By Kathryn Ranhorn
One of the best parts about being a CASHP graduate student is the endless research opportunities available to us. These opportunities can come in any form, and are rarely predictable. Such was my experience, when CASHP professor Dr. Carson Murray invited me to Gombe Stream National Park in Tanzania to observe chimpanzees in the wild.
As a student interested in the evolution of technology (read: “an archaeologist”) colleagues often asked, “Why are you going to Gombe? You’re not a primatologist…” Perhaps this is true, but it is my belief that through exposure to various disciplines we can re-examine our own questions in new contexts. Plus, who on Earth would say no to seeing chimpanzees in the wild?
This unique opportunity arose mainly because I was already in Tanzania for my own research; like many other CASHP affiliates, my research questions send me to East Africa every summer to engage in archaeological excavation. Unlike many of my colleagues who work in Kenya, however, my project is based in southern Tanzania near the border of Mozambique where I’m exploring the potential for new Middle Stone Age sites.
As the project manager, I was responsible for arranging logistics: securing research permits, renting a Land Cruiser, and arranging food and lodging for our small 5-person team. This required me to spend several weeks not just in the field, but in Tanzania’s bustling business center—Dar es Salaam. Because the expedition itself wasn’t due to begin until August, I decided to make the best use of my time in Tanzania by flying west to Lake Tanganyika to visit Dr. Murray and the Gombe chimpanzees.
My experience at Gombe would not have been so meaningful had it not been for the remarkable faculty members who joined me: CASHP faculty members Dr. Carson Murray (primatologist) and Dr. René Bobe (paleoecologist) as well as Dr. Bill McGrew (primatologist) and Dr. Susana Carvalho (primate archaeologist) from Cambridge University.
We spent three full days following chimpanzees, and observed 27 different individuals in total. The highlight of my trip was undoubtedly the end of Day 3 when we observed two female chimpanzees using tools! The females were termite fishing: manipulating twigs and inserting them into termite mounds to fish out hundreds of termites, a delicious high-protein snack. Chimpanzee termite fishing was one of the first discoveries at Gombe, forever changing our definition of culture and what it means to be human. Today we know that several primates use tools, including leaves as sponges to soak up water, anvils to crack open nuts, and even sharpened sticks for hunting.
As if that day were not memorable enough, that evening we had dinner with yet another remarkable scholar—Dr. Jane Goodall. The first researcher at Gombe, Dr. Goodall is a pioneering primatologist and travels over 300 days of the year with her conservation initiative, the Jane Goodall Institute. Nonetheless, she somehow finds the time to return to Gombe twice a year, and I was lucky to overlap with her. As a small group of researchers from around the world, our only agenda items that night were to enjoy the sunset on Lake Tanganyika and name the newest born member of the Gombe community. Over dinner we discussed our research interests, stories from seasons past, and the future of paleoanthropology.

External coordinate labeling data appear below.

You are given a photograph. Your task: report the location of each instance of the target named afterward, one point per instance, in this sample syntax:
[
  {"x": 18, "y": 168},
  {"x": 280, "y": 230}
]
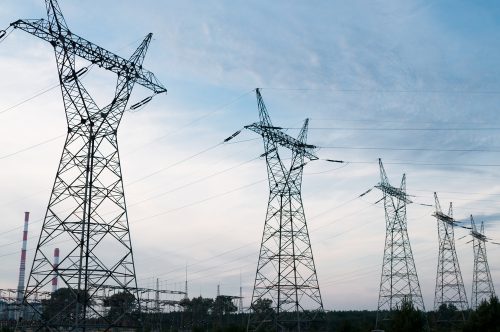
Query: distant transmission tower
[
  {"x": 86, "y": 215},
  {"x": 286, "y": 293},
  {"x": 482, "y": 284},
  {"x": 450, "y": 290},
  {"x": 399, "y": 279}
]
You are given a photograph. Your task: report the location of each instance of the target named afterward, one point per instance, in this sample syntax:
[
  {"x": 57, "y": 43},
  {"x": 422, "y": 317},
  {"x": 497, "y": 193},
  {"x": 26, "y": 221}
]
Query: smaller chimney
[{"x": 22, "y": 267}]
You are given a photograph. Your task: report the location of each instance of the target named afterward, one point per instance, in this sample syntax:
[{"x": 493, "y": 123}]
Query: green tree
[
  {"x": 408, "y": 319},
  {"x": 223, "y": 305},
  {"x": 196, "y": 311},
  {"x": 263, "y": 306},
  {"x": 120, "y": 305},
  {"x": 486, "y": 318}
]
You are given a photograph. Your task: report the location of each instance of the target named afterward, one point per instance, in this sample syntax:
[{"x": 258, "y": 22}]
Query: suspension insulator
[
  {"x": 141, "y": 103},
  {"x": 78, "y": 73}
]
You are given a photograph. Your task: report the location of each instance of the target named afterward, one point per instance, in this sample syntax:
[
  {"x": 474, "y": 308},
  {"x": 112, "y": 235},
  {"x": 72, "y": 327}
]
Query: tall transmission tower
[
  {"x": 86, "y": 216},
  {"x": 286, "y": 293},
  {"x": 399, "y": 280},
  {"x": 450, "y": 290},
  {"x": 482, "y": 284}
]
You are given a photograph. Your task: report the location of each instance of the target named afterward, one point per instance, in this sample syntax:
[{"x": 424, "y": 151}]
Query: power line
[
  {"x": 398, "y": 129},
  {"x": 333, "y": 90},
  {"x": 407, "y": 149}
]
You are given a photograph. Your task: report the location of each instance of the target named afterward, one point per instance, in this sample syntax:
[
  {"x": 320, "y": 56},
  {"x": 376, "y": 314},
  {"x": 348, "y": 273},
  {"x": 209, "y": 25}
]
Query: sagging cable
[
  {"x": 232, "y": 136},
  {"x": 141, "y": 103},
  {"x": 267, "y": 152},
  {"x": 300, "y": 166},
  {"x": 366, "y": 192}
]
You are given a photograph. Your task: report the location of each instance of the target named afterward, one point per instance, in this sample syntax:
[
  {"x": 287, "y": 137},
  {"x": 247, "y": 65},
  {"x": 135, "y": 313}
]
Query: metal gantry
[
  {"x": 286, "y": 294},
  {"x": 399, "y": 280},
  {"x": 450, "y": 290},
  {"x": 482, "y": 284},
  {"x": 86, "y": 216}
]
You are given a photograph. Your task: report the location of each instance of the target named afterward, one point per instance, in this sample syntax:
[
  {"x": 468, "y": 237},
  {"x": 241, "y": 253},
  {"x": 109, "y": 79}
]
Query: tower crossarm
[
  {"x": 276, "y": 135},
  {"x": 479, "y": 236},
  {"x": 444, "y": 217},
  {"x": 394, "y": 192},
  {"x": 81, "y": 47}
]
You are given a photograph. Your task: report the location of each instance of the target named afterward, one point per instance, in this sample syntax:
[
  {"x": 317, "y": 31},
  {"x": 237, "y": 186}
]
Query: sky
[{"x": 415, "y": 83}]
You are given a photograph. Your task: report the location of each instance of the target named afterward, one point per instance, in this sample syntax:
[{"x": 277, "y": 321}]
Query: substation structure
[
  {"x": 108, "y": 301},
  {"x": 399, "y": 280},
  {"x": 86, "y": 216},
  {"x": 286, "y": 294},
  {"x": 450, "y": 290}
]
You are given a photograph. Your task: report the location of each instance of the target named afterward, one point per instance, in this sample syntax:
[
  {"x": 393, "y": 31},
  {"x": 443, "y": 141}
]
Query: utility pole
[
  {"x": 399, "y": 281},
  {"x": 450, "y": 290},
  {"x": 482, "y": 284},
  {"x": 87, "y": 214},
  {"x": 286, "y": 293}
]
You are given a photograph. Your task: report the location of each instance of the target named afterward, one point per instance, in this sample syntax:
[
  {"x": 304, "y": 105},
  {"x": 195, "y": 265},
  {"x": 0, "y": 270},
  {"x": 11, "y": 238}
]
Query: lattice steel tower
[
  {"x": 450, "y": 288},
  {"x": 399, "y": 279},
  {"x": 286, "y": 276},
  {"x": 86, "y": 215},
  {"x": 482, "y": 284}
]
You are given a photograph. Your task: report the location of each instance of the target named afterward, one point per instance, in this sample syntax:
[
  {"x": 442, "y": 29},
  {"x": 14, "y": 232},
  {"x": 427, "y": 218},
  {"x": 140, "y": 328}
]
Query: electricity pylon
[
  {"x": 286, "y": 293},
  {"x": 450, "y": 290},
  {"x": 86, "y": 215},
  {"x": 482, "y": 284},
  {"x": 399, "y": 281}
]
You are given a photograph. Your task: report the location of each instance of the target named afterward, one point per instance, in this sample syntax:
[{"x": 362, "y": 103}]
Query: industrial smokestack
[
  {"x": 22, "y": 267},
  {"x": 56, "y": 264}
]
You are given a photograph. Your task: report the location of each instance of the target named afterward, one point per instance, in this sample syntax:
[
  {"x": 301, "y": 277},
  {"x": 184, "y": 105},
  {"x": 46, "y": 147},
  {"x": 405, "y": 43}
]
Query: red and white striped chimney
[
  {"x": 22, "y": 267},
  {"x": 56, "y": 264}
]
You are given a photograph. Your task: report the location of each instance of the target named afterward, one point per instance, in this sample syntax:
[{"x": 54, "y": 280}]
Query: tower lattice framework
[
  {"x": 450, "y": 290},
  {"x": 86, "y": 216},
  {"x": 482, "y": 284},
  {"x": 286, "y": 294},
  {"x": 399, "y": 280}
]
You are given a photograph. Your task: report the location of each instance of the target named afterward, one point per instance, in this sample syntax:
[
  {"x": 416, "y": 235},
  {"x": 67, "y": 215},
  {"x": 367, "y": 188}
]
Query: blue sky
[{"x": 411, "y": 82}]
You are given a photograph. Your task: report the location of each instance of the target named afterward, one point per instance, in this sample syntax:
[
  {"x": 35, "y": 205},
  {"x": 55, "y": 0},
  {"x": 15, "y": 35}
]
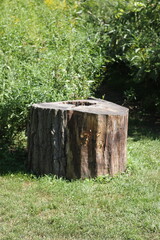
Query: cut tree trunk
[{"x": 77, "y": 139}]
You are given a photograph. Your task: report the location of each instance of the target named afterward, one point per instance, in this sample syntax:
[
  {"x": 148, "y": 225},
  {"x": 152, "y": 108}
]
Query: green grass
[{"x": 126, "y": 206}]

So, why did I go to Gombe again? Overall I can say that I left not only with beautiful pictures of chimpanzees and memories of anthropology rock stars. More importantly, I left Gombe with dozens of new research questions about my own work—questions and ideas which may not have formed had I spent my whole summer digging in an archaeological trench. The interdisciplinary nature of paleoanthropology is always apparent, and I’m thankful to be part of CASHP where such approaches are not only acknowledged, but are actually facilitated through tangible research experiences.